Cuando volví tras el impacto inicial le correspondí el beso cogiéndole de las mejillas. Su piel era suave, demasiado, aunque se podía apreciar bajo mis sensibles dedos una incipiente barba imperceptible para el ojo pero no para el tacto. Cuando noté el áspero y placentero roce bajo mis manos noté automáticamente que mi entrepierna se humedecía. ¿Otro síntoma más de lo necesitada de amor que estaba...o simplemente era que el lo estaba haciendo genial?
Le mordí el labio inferior y jadeó quedamente sobre mi boca. Tenía que reconocer que los sonidos que emitían eran tremendamente calientes, o al menos eso me parecía a mí. Sus manos se movieron de mi cuello a mi clavícula. Una cosa estaba clara, los consejos que le daba los seguía al pie de la letra. Le dije que usara sus manos...y lo estaba haciendo de vicio. Cada tramo de piel que me rozaba hacía que se me pusiera la carne de gallina. Justo cuando iba a enredar el pelo de su nuca – el que no estaba estrictamente estirado – entre mis dedos...se encendieron las luces. ¿Tan pronto había acabado la película? ¿No podía haber durado...media hora más? No, mejor no. En media hora a mi me daba tiempo a darle unas cuantas clases adelantadas y no quería que se me asustara el pobre.

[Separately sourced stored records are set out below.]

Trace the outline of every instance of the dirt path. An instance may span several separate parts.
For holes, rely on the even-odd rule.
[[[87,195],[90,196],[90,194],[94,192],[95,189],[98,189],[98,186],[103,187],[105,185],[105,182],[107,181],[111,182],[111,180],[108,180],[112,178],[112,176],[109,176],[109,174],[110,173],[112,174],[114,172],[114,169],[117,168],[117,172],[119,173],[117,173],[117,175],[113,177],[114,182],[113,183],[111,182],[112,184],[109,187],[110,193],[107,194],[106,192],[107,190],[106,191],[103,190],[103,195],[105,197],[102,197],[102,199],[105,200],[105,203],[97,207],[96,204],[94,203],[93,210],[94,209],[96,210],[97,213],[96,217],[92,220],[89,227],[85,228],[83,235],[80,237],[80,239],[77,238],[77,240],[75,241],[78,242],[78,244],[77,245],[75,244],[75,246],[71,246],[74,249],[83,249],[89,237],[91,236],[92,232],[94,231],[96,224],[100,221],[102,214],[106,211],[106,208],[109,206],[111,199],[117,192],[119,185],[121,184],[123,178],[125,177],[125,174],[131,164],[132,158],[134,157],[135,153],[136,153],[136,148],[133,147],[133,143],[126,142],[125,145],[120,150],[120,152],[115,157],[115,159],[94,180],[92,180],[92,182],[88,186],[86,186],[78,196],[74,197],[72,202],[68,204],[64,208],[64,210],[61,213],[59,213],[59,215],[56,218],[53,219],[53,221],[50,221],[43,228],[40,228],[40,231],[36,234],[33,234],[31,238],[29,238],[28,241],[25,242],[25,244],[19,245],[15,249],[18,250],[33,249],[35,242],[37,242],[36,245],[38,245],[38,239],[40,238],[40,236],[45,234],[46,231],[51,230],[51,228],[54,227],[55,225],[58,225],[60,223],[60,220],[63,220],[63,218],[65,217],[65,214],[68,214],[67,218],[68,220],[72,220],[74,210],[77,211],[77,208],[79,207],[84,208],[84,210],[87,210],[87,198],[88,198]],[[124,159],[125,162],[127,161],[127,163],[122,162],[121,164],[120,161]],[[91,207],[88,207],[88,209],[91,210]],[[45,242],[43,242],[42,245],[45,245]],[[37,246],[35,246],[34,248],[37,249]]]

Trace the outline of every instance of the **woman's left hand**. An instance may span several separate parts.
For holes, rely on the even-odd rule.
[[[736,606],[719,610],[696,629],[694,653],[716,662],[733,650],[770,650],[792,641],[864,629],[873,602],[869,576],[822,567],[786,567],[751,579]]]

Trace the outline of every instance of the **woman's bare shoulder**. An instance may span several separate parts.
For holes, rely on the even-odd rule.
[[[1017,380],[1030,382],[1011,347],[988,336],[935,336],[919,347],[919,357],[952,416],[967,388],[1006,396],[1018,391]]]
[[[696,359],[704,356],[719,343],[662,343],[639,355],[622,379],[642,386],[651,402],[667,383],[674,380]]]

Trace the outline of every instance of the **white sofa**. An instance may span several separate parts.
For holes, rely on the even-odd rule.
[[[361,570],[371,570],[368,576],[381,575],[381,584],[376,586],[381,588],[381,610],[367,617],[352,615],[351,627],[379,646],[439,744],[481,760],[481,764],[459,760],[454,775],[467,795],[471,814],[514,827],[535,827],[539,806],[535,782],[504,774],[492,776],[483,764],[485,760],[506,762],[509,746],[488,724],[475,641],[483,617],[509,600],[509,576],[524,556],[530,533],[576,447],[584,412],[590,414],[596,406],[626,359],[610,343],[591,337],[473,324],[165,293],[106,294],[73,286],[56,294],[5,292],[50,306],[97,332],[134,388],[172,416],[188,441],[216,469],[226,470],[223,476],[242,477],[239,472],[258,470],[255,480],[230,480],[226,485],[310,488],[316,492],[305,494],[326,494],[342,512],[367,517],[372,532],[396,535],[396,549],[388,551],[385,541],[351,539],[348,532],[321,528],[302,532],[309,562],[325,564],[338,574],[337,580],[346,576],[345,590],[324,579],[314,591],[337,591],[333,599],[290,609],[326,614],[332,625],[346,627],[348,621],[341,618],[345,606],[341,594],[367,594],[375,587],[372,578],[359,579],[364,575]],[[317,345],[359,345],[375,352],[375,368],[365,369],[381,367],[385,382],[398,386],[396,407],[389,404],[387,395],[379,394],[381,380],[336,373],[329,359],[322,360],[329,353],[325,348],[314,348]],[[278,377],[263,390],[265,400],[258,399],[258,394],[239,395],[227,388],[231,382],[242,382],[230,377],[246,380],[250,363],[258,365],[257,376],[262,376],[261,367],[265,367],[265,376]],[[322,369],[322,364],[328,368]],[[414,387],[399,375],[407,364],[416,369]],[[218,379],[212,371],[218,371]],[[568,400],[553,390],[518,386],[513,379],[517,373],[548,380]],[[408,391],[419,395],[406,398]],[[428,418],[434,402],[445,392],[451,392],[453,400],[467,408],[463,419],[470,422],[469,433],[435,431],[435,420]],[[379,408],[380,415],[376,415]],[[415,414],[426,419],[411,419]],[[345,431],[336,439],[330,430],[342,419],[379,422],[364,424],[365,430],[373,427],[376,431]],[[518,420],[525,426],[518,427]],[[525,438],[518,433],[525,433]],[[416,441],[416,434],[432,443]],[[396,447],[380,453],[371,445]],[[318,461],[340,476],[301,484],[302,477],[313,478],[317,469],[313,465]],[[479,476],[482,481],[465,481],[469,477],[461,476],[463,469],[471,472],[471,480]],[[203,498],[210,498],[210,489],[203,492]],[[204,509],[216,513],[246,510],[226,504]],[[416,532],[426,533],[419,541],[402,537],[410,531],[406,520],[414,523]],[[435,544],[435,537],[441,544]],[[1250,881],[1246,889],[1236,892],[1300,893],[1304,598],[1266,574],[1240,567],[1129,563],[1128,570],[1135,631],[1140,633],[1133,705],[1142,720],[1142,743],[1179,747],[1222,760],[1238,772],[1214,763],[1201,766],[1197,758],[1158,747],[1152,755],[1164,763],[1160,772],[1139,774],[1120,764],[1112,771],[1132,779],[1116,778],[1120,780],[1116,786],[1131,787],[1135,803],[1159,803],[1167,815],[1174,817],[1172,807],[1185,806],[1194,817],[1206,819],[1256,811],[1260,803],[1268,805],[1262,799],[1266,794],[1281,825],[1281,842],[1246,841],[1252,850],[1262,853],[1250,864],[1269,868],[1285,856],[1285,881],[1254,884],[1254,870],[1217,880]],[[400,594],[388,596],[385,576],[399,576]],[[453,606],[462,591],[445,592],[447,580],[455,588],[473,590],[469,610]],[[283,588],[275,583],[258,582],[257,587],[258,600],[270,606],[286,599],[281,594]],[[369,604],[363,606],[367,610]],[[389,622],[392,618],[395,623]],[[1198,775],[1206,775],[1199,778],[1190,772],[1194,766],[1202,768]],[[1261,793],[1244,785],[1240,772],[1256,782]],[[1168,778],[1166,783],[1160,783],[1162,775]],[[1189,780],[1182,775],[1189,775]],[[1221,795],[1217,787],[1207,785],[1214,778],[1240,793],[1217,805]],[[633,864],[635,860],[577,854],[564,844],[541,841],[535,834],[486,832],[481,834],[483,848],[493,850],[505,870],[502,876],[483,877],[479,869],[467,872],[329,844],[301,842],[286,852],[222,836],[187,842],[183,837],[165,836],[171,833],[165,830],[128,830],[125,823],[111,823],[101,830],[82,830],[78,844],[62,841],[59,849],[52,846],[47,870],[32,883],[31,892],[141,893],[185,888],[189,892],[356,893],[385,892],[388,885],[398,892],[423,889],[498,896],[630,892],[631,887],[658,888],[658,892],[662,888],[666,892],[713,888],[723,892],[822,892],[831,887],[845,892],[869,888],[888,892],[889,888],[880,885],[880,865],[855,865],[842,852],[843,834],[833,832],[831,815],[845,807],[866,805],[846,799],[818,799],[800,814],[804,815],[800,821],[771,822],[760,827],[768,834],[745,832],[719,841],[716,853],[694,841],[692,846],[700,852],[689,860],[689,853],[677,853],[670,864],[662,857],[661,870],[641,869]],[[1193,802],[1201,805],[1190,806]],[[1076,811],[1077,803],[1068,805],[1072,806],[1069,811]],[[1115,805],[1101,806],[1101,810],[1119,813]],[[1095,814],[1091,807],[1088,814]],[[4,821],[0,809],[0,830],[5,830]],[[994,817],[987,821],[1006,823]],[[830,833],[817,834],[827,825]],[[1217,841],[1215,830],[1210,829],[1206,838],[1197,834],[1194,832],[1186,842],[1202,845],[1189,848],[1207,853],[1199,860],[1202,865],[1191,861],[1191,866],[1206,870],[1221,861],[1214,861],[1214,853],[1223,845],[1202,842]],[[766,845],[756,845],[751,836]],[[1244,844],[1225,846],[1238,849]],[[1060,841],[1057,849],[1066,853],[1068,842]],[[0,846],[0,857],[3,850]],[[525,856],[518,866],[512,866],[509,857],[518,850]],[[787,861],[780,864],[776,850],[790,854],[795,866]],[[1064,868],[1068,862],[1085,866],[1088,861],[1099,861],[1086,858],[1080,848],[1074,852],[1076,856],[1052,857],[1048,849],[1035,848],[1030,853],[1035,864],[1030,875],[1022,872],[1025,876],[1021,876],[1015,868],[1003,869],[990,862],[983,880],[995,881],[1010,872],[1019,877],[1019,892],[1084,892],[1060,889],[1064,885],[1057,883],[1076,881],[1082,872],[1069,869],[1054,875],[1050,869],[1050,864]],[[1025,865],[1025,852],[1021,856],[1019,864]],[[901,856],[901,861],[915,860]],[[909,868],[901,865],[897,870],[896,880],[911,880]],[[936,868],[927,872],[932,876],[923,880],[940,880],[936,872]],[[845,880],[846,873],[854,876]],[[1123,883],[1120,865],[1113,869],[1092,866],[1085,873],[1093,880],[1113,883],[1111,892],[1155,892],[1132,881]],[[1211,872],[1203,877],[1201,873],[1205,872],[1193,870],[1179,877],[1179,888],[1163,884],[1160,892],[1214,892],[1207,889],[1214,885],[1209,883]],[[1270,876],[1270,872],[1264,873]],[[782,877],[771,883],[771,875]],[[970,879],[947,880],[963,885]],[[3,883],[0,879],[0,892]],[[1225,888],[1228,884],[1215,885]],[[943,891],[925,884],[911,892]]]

Nos separamos abruptamente mirándonos a los ojos. Los labios de Syaoran estaban hinchados y sus mejillas coloreadas por la excitación. Y yo no debía de estar mucho mejor. Toqué mi mejilla...sí, estaba caliente...justo como otras partes de mi cuerpo situadas de cintura para abajo. Syaoran y yo nos levantamos para bajar las escaleras y reunirnos con los chicos. Aún estábamos sonrojados y él apenas era capaz de mirarme. Era increíble como pasaba de estar súper entregado a estar super avergonzado...
- Pfff, no sé que hace una chica así con un friki como ese – oí con desprecio a mis espaldas. Se trataba de un grupito de quinceañeras señalándonos a Syaoran y a mi haciendo gestos de burlas. Evidentemente Syaoran también lo oyó. Bajó la mirada avergonzado.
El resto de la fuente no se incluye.